Pero, no nos estamos dando cuenta de que la sociedad, nuestra sociedad, ya estaba enferma de antes. Sí, con sus egoísmos, su egocentrismo, su poco cuidado por la naturaleza, sus intereses económicos del que se benefician solo unos cuantos, sus guerras veladas o reales, sus fronteras, la huida de los individuos de sus naciones a otras donde no les dejan entrar, la explotación de niños, el maltrato a las mujeres, el abuso de poder de políticos, empresarios e, incluso, cabezas de familia. Y en la sociedad, esa sociedad enferma y putrefacta, también están los que gobiernan. No nos engañemos. No me vengan ahora con dimisiones y que si hay errores, y que no están llevando bien la gestión de esta lucha porque, estuviera quien estuviera, lo harían mal. Véase sino, el signo de los diferentes países. Da igual. Y da igual, porque la sociedad ya estaba enferma y esos gobernantes forman parte de ella.

Es verdad que dentro de esa SOCIEDAD con mayúsculas hay individuos no contaminados. Esos sanitarios que se están dejando la vida, esos son los anticuerpos que necesitamos. Pero hay más. Obreros de toda condición que, en su día a día, a pesar de su precariedad laboral echan horas y horas y solo protestan en la intimidad, en familia. Esos profesores que cada lunes, cada semana, tienen que intentar inculcar conocimientos, cultura, educación a un alumnado que solo les llama la atención la fama y el dinero o, simplemente, pasan. Esas señoras, por lo general, abuelas, madres, que cuidan de su gente sin esperar nada a cambio, lo hacen porque les sale de dentro, porque no estaban de antes enfermas. O esos artistas de toda condición, escritores, poetas, intérpretes,… sí, a los que esta sociedad enferma les considera privilegiados porque hacen lo que les gusta cuando, realmente, muchos de ellos tienen que subsistir en medio de esa sociedad que no ve bien que te dediques a lo que mejor sabes hacer porque
consideran que no es productivo.

A todos esos, la sociedad enferma les impide respirar, los ahoga, los aprieta.
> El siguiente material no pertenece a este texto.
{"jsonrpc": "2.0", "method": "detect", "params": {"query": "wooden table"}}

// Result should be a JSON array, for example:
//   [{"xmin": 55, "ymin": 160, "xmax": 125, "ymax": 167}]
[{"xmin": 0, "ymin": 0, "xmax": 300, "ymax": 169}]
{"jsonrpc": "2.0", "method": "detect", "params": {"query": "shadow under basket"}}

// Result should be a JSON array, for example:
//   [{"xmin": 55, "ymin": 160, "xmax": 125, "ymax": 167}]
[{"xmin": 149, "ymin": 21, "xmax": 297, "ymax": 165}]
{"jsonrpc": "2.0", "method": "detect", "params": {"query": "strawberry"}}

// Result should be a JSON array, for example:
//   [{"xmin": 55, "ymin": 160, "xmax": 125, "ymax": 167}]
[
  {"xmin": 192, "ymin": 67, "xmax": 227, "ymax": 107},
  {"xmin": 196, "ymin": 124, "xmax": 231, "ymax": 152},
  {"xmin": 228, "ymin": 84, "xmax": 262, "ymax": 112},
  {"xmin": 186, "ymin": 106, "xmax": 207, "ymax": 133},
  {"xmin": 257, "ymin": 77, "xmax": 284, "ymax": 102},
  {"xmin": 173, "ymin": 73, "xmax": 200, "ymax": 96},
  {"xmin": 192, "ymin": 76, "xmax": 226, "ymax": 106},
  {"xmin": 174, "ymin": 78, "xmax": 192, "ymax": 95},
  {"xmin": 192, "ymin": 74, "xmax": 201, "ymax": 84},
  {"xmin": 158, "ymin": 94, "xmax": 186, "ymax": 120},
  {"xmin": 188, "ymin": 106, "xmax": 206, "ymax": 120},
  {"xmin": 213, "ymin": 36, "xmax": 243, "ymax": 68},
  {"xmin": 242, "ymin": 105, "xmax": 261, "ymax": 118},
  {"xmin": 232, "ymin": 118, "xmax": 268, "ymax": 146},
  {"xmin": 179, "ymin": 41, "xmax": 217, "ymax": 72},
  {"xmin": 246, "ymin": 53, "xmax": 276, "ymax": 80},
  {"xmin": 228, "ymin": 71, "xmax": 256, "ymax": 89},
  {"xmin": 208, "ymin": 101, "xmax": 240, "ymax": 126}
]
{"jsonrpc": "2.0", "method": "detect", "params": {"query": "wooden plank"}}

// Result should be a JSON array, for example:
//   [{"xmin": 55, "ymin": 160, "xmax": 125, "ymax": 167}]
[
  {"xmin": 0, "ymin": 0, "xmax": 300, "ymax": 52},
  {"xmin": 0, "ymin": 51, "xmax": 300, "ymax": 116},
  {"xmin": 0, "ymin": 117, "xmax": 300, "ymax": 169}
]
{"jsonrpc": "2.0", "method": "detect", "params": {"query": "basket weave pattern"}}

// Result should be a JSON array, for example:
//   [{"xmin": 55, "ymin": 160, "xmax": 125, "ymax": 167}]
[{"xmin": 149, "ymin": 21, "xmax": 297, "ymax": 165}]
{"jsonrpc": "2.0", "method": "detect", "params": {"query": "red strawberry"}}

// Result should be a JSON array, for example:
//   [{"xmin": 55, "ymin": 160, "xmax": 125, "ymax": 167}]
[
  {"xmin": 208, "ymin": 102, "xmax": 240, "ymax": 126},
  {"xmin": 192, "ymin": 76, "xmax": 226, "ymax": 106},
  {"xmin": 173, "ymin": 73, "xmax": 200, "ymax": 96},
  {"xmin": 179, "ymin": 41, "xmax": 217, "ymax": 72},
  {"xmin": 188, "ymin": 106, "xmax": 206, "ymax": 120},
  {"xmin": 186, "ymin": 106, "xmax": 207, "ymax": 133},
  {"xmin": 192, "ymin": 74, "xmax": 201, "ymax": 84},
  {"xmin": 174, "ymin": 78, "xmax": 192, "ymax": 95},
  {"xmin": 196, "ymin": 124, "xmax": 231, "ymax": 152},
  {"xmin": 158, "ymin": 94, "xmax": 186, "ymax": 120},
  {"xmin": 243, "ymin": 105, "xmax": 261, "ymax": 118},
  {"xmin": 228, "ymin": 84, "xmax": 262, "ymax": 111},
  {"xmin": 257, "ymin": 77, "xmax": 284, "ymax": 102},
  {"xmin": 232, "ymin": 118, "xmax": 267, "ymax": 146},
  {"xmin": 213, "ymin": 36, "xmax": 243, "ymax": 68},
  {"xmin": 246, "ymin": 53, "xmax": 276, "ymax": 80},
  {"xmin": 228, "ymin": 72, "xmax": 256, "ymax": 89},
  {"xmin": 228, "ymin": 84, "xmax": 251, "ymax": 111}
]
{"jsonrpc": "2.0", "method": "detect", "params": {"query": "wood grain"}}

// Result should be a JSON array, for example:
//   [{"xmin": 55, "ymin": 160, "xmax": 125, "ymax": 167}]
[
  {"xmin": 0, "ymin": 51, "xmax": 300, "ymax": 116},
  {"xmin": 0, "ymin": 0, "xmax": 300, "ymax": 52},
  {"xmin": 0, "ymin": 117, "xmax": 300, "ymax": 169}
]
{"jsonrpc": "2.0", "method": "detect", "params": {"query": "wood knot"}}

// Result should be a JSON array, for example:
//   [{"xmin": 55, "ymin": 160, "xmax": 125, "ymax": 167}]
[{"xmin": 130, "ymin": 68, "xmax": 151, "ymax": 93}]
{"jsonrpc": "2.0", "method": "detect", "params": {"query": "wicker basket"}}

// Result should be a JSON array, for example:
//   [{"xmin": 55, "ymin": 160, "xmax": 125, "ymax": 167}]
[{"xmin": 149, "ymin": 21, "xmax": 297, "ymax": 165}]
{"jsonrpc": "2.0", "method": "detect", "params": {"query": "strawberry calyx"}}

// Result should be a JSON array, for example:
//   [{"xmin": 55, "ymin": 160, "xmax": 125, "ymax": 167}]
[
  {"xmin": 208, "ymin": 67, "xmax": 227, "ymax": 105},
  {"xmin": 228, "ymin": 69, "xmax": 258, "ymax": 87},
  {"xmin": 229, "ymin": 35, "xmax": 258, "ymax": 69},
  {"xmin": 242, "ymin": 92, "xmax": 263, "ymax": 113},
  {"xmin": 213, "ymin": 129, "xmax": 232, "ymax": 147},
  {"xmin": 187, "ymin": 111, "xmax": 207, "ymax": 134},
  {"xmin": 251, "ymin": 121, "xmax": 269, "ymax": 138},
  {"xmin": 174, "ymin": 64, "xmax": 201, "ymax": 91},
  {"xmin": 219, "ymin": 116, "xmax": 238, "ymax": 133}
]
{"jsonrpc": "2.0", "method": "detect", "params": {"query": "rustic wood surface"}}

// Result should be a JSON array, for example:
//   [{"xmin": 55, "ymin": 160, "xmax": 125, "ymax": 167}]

Lo que está enfermo es el conjunto, la mal llamada humanidad, que ya estaba contaminada desde que la historia es vieja.

No sé el remedio. No lo conozco. No tengo la fórmula del antivirus. Ojalá lo supiera.

Últimamente vengo leyendo que esto nos servirá para enmendar. Pero creo que dará igual si no cambiamos nuestra forma de ser. Si no hacemos que, realmente, la sociedad sane, en su conjunto, que ganemos la pelea, no a nivel individual y particular, sino como un solo cuerpo donde cada célula, nosotros, veamos la vida de otra manera.